The work behind it is the work of a large number of experts across Europe, who've developed one framework to cover the teaching (and testing) of any of the languages taught and used in Europe - which of course includes a variety of non-European languages. In other words, the whole thing is language independent. I understand it to be very much a reflection of the most up to date understanding we have of measuring language performance. The particular document in question is the latest version, the result of many revisions.

The document addresses the fundamental questions in all this, and looks at every dimension conceivable - so I can use it as a basis for testing speaking, listening, reading, anything. It looks at things on general levels and on detailed specific levels - so you can home in on the level that is relevant for you at the moment.

Because this framework is as comprehensive as it is, it lets me think up a variety of activities for the form of my tests, activities that reflect the students experiences and what they've done in a course. But at the same time it's kept me very much on track, enabling me to see clearly what level our target it.

Because it's not language-specific, you can test yourself (there's one section on self-testing) for your Chinese to see how this sort of approach works.

Someone also commented about examiners' ability not to be swayed - well, I think what allows me to be more objective is using a number of scales and criteria when I test. For example, this semester my college end-of-first-year students will get some marks for pronunciation (because we've done quite a bit of pronunciation work on their Oral English classes), some marks for fluency, some marks for grammar, some marks for vocabulary/lexis and some marks for coherence.

I'm also thinking about including some marks for how they deal with problems - repair work, asking for help, paraphrasing, miming, using fillers to gain thinking time and to fill a silence, and the suchlike - what's called strategic competence. My criteria for vocab/lexis and grammar will not be whether they demonstrate use of anything in particular, but in how effective they are at communicating successfully -do their errors interfere with communication, or hinder it, or render it impossible! This is because I teach college English majors - I think testing for specific aspects of these dimensions is the responsibility of other teachers in other classes. but at the same time, my students do realise that I consider grammar and lexis to be seriously important.

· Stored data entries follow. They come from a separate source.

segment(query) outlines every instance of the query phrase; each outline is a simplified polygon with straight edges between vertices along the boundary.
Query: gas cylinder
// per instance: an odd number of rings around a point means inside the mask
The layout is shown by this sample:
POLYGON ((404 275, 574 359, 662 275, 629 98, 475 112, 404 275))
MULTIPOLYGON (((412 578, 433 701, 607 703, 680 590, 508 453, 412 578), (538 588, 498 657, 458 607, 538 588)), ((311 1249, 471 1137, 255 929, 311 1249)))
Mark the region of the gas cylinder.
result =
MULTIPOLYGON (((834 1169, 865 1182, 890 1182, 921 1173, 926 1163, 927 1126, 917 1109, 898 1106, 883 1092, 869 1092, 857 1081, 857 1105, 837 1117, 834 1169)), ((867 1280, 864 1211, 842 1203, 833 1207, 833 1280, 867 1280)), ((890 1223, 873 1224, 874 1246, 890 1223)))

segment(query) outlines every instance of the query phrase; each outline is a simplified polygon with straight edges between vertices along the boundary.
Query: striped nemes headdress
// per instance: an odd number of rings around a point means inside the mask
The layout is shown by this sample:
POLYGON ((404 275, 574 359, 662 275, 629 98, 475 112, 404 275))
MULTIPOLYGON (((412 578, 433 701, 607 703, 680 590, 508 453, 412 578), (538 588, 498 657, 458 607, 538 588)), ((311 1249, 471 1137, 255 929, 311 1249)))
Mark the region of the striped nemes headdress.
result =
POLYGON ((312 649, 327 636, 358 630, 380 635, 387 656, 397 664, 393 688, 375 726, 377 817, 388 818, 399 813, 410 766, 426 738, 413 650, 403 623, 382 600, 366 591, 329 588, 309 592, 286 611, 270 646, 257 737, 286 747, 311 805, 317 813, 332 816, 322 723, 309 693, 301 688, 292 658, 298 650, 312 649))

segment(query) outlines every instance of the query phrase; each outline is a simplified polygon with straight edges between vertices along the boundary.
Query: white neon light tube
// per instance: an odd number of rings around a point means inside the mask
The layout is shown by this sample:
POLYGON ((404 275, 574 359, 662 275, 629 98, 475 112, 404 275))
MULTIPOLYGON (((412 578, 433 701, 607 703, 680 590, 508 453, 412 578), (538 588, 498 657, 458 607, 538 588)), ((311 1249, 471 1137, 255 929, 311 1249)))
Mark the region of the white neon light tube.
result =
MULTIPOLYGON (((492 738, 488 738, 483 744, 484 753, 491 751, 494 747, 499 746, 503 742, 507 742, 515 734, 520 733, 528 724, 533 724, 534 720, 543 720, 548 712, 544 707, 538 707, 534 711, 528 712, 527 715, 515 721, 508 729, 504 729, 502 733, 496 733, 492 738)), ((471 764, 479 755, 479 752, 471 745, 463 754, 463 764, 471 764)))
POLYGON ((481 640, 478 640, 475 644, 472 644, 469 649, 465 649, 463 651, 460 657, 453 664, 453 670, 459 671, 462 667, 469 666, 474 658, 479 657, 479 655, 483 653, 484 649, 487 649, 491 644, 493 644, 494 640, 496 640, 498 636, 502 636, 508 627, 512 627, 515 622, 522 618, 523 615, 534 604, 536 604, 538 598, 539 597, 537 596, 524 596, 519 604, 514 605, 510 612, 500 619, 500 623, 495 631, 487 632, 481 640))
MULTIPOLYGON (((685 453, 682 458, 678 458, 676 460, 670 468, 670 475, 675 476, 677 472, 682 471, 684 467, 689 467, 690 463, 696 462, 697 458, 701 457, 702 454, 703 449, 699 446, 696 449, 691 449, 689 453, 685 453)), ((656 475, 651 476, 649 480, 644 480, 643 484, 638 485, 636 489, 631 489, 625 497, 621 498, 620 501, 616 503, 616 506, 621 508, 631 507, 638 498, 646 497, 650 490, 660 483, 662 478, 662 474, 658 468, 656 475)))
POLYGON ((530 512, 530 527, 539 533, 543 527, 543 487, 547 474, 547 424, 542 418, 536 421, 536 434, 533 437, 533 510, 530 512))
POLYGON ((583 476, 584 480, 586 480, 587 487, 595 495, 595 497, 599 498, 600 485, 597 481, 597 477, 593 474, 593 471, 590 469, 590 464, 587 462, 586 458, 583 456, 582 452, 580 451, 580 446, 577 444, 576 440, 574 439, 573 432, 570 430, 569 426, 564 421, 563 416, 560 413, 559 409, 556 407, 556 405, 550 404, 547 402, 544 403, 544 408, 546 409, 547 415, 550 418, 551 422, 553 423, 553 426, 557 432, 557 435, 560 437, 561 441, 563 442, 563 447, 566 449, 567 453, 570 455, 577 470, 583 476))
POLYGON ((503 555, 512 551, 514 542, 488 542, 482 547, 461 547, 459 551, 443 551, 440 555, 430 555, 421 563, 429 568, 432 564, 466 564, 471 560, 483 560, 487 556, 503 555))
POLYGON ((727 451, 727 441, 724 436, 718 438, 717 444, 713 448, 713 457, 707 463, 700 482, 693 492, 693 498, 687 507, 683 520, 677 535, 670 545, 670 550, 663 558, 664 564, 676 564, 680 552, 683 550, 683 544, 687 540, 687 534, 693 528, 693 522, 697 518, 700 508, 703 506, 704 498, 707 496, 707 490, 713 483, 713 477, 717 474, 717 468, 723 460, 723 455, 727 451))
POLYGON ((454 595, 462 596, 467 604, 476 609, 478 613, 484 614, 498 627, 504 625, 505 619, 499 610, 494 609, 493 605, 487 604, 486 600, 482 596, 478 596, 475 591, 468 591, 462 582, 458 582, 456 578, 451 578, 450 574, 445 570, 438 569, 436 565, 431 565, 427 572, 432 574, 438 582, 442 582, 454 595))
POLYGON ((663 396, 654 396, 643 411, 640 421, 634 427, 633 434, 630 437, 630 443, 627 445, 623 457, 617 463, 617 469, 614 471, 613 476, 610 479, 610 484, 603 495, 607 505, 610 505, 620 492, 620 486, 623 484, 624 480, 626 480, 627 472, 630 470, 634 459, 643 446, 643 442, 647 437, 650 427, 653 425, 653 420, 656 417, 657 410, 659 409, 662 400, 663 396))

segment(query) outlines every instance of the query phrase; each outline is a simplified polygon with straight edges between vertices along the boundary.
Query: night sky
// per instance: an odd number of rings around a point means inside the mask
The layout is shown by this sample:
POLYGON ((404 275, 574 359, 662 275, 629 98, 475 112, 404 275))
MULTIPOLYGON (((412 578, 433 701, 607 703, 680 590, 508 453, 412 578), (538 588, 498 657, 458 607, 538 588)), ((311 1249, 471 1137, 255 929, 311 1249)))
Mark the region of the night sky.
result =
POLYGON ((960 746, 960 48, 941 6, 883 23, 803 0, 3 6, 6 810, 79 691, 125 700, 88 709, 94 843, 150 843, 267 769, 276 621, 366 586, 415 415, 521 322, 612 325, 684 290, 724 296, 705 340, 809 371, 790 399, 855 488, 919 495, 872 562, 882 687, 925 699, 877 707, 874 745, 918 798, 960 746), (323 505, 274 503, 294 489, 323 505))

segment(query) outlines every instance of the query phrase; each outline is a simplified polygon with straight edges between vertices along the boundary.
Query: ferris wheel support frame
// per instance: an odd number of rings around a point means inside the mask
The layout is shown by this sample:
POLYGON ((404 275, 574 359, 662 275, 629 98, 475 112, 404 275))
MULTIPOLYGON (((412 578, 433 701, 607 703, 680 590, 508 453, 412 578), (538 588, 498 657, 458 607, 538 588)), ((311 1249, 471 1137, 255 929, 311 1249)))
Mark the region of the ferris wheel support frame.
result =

As regards a quick test, my experience, and the experience of other testing large numbers quickly for summer schools (in UK language schools), is that in an informal chat of around 5 minutes, grading only on a 5 point scale (with very easy to understand scoring 5) is a remarkably effective tool in the hands of a native speaker. Even on the most mundane of topics (your home town, your family), it sorts the lower from the higher from the in betweens. I did this at the beginning of this year with my 225 new students, and on subsequent reflection, having taught them now for 2 semesters, remarkably few of my initial assessments were wrong, and none were way off.

What's interesting is looking back at their subsequent development! The value for me is how much respect I have for the students who got a low rating at the beginning who would only now get a middle rating - but wow, what progress! In each band, I can see students who have really made big efforts and made progress, and I can also see students who've made almost no progress. Of those, a small number are not interested in the effort it entails (basketball etc is more important), but I also have one or two who I realise are making efforts but little progress. I think that initial testing and placement has really helped me, and I plan to do it for future Oral English classes. One thing I did was use the test results to make groups according to level, and that's been very successful as well.